Les mains pâles de Morgane se crispèrent, figées et immobiles malgré le flux continuel de sang bouillonnant et palpitant qui venait les irriguer. Ses yeux s'écarquillèrent et devinrent le réceptacle des battements affolés et sans rythme de son cœur. Son cœur déchiré qui, entre chacun de ses spasmes, laissait exprimer sa volonté d'éclater pour ne plus rien avoir à supporter de tout cela. Elle ne comprenait pas pourquoi son corps ne voulait, à ce moment, pas réagir. Elle ne comprenait pas pourquoi ses mains n'avaient plus assez de force pour se dégager. Pour l'étrangler. Pour le carboniser. Elle ne comprenait pas pourquoi sa bouche brulante n'était pas capable de faire se refermer sa mâchoire sur ce parasite. Elle ne comprenait pas pourquoi elle était à ce point figée, sans aucune volonté.
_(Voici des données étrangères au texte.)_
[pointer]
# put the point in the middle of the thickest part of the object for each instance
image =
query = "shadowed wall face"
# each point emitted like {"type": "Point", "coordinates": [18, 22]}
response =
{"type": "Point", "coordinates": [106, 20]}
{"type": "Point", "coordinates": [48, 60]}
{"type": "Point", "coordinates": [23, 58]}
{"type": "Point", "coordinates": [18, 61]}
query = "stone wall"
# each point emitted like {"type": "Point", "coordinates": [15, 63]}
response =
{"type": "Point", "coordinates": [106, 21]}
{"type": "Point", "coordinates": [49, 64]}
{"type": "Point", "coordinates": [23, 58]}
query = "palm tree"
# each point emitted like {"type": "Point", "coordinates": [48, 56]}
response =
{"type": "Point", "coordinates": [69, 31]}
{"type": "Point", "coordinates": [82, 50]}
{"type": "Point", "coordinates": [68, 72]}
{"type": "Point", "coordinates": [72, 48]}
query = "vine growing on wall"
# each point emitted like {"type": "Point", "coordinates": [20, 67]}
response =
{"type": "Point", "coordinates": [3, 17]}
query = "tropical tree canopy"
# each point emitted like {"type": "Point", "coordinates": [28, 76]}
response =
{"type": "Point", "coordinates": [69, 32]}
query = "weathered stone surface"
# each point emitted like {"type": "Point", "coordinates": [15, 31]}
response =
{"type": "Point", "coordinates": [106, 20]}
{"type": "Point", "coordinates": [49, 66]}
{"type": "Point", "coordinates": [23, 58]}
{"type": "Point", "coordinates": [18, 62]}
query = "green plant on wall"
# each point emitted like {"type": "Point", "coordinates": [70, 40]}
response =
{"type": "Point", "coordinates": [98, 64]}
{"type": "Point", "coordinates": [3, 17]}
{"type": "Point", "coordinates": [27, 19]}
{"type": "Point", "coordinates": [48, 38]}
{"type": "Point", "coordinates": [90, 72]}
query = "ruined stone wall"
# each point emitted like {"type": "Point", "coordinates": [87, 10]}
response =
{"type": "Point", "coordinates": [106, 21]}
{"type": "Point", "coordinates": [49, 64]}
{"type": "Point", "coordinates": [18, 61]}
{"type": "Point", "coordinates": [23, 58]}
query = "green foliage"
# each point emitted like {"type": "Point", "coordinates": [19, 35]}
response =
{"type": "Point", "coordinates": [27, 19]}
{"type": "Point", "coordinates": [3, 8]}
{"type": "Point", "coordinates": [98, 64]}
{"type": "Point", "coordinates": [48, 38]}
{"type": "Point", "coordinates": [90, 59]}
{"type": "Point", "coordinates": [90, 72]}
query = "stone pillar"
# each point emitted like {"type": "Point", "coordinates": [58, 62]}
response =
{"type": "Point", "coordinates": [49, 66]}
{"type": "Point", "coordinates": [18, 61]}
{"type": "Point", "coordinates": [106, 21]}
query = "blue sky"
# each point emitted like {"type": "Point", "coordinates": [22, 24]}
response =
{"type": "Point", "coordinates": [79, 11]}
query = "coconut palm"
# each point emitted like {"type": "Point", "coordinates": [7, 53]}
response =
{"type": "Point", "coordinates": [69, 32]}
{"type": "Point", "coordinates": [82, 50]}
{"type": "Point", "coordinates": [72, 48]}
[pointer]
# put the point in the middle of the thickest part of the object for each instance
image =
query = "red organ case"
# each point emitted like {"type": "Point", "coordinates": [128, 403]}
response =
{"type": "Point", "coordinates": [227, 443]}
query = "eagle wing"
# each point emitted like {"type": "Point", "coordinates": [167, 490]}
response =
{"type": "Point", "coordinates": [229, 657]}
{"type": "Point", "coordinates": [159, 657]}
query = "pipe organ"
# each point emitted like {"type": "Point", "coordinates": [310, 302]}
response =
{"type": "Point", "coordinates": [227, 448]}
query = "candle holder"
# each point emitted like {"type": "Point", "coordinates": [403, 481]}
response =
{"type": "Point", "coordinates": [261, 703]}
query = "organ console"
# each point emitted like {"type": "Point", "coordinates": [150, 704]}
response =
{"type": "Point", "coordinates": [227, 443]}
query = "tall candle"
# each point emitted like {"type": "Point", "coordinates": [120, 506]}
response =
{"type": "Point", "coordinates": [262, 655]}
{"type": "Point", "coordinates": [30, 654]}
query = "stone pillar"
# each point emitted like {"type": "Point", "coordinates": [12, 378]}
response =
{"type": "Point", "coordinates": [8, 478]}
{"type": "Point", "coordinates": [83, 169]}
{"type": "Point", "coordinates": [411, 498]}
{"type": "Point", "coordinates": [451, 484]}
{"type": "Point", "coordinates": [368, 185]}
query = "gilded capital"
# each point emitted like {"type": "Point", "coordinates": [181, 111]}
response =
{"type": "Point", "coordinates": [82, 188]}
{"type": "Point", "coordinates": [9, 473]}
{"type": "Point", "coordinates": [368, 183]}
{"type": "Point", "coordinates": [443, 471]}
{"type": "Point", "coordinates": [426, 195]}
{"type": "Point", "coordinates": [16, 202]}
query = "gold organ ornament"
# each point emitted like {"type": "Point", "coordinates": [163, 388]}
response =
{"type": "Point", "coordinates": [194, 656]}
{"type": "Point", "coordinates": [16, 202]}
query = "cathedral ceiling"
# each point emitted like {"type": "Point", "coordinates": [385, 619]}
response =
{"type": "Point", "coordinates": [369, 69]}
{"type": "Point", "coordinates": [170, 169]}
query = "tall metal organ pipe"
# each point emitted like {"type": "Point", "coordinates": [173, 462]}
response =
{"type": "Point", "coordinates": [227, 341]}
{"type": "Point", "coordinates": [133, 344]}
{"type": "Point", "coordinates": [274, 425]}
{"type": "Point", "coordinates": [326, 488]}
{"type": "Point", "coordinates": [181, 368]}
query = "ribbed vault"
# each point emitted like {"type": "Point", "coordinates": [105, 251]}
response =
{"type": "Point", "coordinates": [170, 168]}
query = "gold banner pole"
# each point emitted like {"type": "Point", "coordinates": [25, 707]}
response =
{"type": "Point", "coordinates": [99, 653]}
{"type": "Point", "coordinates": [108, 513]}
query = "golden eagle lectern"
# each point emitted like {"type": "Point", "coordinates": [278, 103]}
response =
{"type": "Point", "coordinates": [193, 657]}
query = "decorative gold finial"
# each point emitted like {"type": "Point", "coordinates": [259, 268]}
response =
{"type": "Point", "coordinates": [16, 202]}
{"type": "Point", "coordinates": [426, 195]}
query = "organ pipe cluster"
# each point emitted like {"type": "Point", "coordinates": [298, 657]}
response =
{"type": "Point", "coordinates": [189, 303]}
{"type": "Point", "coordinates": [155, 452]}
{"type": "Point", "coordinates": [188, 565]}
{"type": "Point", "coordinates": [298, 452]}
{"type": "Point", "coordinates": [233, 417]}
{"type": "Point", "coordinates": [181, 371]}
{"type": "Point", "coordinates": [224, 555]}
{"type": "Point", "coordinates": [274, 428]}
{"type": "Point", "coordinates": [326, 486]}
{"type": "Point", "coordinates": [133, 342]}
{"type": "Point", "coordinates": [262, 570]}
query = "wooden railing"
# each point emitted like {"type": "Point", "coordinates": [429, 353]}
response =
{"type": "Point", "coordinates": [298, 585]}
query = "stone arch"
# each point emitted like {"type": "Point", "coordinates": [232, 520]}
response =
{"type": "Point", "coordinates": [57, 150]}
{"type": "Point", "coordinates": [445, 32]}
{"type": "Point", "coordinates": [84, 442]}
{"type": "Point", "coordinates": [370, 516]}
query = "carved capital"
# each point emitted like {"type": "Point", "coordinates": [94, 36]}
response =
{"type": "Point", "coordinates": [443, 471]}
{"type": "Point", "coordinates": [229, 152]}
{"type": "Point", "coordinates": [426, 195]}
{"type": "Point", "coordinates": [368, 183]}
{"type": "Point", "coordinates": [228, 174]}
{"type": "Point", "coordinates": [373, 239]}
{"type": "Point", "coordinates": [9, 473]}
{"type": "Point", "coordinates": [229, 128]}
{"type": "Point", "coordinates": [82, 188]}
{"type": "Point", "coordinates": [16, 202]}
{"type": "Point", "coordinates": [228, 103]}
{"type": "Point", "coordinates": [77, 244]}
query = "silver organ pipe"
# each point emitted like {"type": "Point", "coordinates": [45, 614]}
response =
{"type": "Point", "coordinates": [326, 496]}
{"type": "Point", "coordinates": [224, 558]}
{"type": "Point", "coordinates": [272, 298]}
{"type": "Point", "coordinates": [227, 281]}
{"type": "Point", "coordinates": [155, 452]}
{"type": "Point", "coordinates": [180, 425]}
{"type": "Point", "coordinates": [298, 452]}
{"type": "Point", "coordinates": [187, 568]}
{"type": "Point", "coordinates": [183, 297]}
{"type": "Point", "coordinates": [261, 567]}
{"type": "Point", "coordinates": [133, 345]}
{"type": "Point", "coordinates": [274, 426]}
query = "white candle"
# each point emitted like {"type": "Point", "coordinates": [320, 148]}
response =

De multiples sentiments se gravaient puis s'effaçaient dans une allure inhumaine dans sa tête, sans qu'elle ne soit capable d'en saisir ne serait-ce qu'un seul. Malgré le flou humide et larmoyant qui envahissait son âme, elle essayait de réfléchir. Humiliation et rage échangeaient un baiser diabolique, lui intimant avec passion de se dégager et de le punir. Solitude et tristesse, dans une étreinte glaciale, lui soufflaient de laisser durer ce moment, alors qu'elles s'évaporaient.

Par chance, elle ne fût pas obligée de continuer ses divagations puisque c'est cet homme qui mit fin à la scène oppressante qui l'écrasait. Le regard vide et dans le vide, elle essayait de comprendre ce geste. Elle essayait de comprendre ce qu'il venait de se passer. Et elle réalisa. Elle le réalisa dans un murmure inaudible, d'une voix cassée.


«Tu...»

Ses lèvres restèrent entre-ouvertes, incapables de laisser passer plus de souffle pour construire une phrase complète. Sa tête valsait et tournoyait, lui donnant l'impression d'être dans un effroyable manège qui venait de prendre l'apparence de sa chambre sucrée. Son crâne lui faisait atrocement mal alors qu'elle devait lutter, en serrant les dents, pour que son corps ne soit pas en mesure d'expulser la totalité de ses sanglantes entrailles. Elle enfouit ses mains tremblantes dans ses cheveux blonds et décoiffés alors qu'elle baissait la tête sur un cri de rage et de désespoir silencieux.

Ses paupières se fermèrent sur la représentation de son monde de ténèbres et de nuages sombres et violacés. Un monde où elle était seule, au milieu de cette immensité. Un monde où elle était le seul trait de blancheur dans sa petite robe froissée. Elle y était habituée, à cette solitude qui lui tenait continuellement compagnie. Elle y était habituée, à cette cage sans fin dans laquelle, au moins, elle pouvait vivre. Dans laquelle, au moins, elle était incapable de se faire du mal. De faire du mal aux autres.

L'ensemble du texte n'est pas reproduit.